The review identified 7 appropriate randomized controlled trials. The studies tested various interventions: Aerobic exercise (AE), osteopathic manipulative treatment (OMT), occipital transcutaneous electrical stimulation (OTES), acupressure, hydrotherapy, instrument-assisted soft tissue mobilization (IASTM), facial proprioceptive neuromuscular facilitation (FPNF), and connective tissue massage (CTM).

Let’s talk results:

  1. Study compared AE + amitriptyline vs amitriptyline alone. AE + medication reduced headache frequency, duration, intensity vs medication alone.
  2. Study compared OMT + medication vs sham manipulation + medication vs medication alone. OMT + medication improved quality of life, reduced disability, pain, monthly migraine days vs medication alone or sham OMT + medication.
  3. Hydrotherapy + medication improved headache intensity, frequency, quality of life vs medication alone.
  4. IASTM and OTES reduced headache intensity and neck pain, improved quality of life vs no intervention.
  5. FPNF and CTM reduced headache intensity, no difference between techniques.
  6. Acupressure + sodium valproate showed no additional benefits vs sodium valproate alone.
  7. Meta-analysis showed that manual therapy + medication significantly reduced headache intensity (p=0.0796) and headache days/month (p=0.047) vs medication alone.

While the evidence is limited, it does show that medication combined with physical therapy and rehabilitation, especially manual therapy (according to the data from the meta-analysis of 5 trials), may be more effective than medication alone.

When combined with medications, these physical therapy modalities reduced chronic migraine headache frequency, severity, and duration compared to medication alone.
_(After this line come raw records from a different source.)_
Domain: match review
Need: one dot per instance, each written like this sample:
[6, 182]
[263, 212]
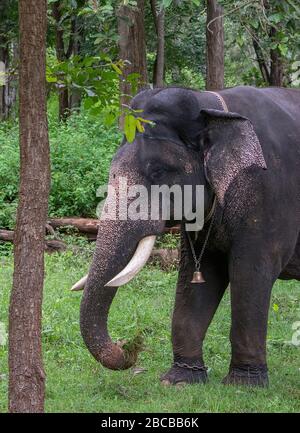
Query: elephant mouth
[137, 262]
[134, 266]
They also improved disability and quality of life for chronic migraine patients. 

So while physical therapy and rehabilitation techniques appear advantageous as complementary treatments for chronic migraine, larger (and more thorough) studies are still necessary.

This does emphasize a need for a multi-disciplinary approach to chronic migraine as it may optimize effectiveness.

Ask your neurologist for a possible referral as they likely know the physical therapists that are migraine-focused.